Judge Lussick said 80 years would have been excessive, but that, given Taylor’s position as Liberia’s president from 1997 to 2003, he “held a position of public trust and higher authority which he abused.”
Throughout the trial, Taylor maintained his innocence and insisted he was instrumental in eventually ending Sierra Leone’s civil war.
But the judge said that while Taylor publicly played a substantial role, “ Secretly, he was fueling hostilities between the (rebels) and the democratically-elected government of Sierra Leone”.
Therefore, “Taylor’s role in the peace process is not a mitigating factor,” he found.
The ex-president will now remain in the UN’s detention unit in The Hague until his appeal procedure is finalised.
Taylor’s sentence will be served in a British prison.

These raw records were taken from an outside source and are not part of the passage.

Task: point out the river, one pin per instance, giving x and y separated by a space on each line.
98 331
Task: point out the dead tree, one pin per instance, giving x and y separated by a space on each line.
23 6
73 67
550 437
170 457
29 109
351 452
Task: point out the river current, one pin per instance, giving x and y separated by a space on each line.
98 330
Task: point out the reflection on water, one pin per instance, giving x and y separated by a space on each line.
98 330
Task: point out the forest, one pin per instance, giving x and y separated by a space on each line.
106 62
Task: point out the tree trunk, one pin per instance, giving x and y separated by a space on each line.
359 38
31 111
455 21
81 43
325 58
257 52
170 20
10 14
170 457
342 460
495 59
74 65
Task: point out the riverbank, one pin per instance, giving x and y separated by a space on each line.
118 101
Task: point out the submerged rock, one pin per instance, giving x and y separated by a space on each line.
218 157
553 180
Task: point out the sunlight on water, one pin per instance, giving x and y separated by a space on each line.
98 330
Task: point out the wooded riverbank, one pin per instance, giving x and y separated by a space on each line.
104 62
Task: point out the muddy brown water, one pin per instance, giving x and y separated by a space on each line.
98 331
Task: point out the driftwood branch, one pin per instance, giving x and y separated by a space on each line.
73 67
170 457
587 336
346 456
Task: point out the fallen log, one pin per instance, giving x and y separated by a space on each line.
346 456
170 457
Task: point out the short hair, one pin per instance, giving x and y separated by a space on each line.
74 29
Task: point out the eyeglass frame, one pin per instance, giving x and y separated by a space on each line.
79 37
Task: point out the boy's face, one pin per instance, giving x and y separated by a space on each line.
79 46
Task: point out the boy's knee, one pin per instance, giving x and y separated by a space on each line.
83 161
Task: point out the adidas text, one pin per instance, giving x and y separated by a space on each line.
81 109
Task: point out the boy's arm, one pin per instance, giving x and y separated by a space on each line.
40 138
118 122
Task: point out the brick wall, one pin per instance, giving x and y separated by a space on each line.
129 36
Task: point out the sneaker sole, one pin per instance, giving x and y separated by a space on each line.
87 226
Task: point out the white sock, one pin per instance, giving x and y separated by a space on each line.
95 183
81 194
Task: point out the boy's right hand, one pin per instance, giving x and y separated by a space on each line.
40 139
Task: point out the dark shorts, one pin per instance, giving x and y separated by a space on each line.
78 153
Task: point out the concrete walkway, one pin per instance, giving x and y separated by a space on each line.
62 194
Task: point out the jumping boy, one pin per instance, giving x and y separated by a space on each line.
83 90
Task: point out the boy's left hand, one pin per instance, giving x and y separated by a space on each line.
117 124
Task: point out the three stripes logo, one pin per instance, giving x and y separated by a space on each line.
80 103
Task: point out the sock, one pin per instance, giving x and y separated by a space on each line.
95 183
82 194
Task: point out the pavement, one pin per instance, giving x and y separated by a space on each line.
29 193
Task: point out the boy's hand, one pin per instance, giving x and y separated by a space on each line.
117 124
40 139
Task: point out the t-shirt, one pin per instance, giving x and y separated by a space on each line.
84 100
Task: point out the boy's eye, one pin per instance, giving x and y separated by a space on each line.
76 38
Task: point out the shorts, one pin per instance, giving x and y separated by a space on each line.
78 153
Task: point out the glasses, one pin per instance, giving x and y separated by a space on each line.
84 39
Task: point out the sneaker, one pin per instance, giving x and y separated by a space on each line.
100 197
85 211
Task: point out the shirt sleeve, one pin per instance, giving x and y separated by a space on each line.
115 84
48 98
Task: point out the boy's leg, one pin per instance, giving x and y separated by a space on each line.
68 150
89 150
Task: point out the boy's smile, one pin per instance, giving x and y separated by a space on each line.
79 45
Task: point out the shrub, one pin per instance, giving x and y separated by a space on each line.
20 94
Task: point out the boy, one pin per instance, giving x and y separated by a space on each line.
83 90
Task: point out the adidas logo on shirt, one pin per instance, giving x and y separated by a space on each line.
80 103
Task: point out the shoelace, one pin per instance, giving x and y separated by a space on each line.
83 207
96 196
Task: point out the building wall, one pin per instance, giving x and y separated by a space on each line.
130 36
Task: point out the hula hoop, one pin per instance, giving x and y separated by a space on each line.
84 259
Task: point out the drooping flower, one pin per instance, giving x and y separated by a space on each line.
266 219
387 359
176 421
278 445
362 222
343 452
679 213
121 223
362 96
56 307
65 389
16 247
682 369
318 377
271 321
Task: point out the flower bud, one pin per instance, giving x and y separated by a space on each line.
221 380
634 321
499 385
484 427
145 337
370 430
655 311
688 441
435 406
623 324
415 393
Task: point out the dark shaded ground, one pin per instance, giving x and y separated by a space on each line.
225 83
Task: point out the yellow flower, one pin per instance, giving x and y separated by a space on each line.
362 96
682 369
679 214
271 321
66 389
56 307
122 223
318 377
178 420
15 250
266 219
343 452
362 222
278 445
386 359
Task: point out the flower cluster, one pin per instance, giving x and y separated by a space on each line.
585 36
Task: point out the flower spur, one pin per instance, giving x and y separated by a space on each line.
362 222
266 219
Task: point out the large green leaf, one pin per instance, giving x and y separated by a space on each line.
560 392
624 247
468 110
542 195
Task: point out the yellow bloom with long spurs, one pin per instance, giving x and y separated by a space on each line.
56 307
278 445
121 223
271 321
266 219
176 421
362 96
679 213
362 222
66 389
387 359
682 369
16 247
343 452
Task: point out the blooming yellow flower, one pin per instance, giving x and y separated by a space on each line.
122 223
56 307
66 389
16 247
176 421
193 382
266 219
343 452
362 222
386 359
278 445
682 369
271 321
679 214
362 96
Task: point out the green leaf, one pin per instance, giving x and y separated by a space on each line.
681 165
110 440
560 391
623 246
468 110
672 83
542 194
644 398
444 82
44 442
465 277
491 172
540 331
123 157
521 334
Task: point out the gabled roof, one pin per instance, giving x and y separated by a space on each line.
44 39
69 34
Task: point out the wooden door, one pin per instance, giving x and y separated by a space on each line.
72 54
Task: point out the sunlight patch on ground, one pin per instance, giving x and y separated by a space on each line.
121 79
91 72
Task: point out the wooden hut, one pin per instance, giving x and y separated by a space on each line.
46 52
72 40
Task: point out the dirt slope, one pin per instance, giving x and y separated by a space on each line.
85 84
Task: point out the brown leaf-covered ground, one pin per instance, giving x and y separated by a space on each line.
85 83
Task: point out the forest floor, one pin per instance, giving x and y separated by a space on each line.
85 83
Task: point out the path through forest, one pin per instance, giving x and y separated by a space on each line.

London’s offer in 2007 to host Taylor in custody if found guilty was part of the deal to put him on trial in The Netherlands-based court.
The nearly four-year trial, which wrapped up in March 2011, saw several high-profile witnesses testify. Among them was supermodel Naomi Campbell, who told of a gift from Taylor of “dirty diamonds” she received in 1997 at a charity ball hosted by South Africa’s then President Nelson Mandela.
Authorities in Nigeria arrested Taylor in March 2006 as he tried to flee from exile after being forced to quit Liberia three years earlier, under international pressure to end that country’s own civil war.
He was transferred to The Hague in mid-2006 amid security fears should he go on trial in Freetown.
Taylor’s sentencing came 66 years after the International Military Tribunal at Nuremberg sentenced admiral Karl Donitz to 10 years in jail for his part in Nazi crimes during World War II. Adolf Hitler had appointed Donitz his successor shortly before committing suicide in Berlin in 1945.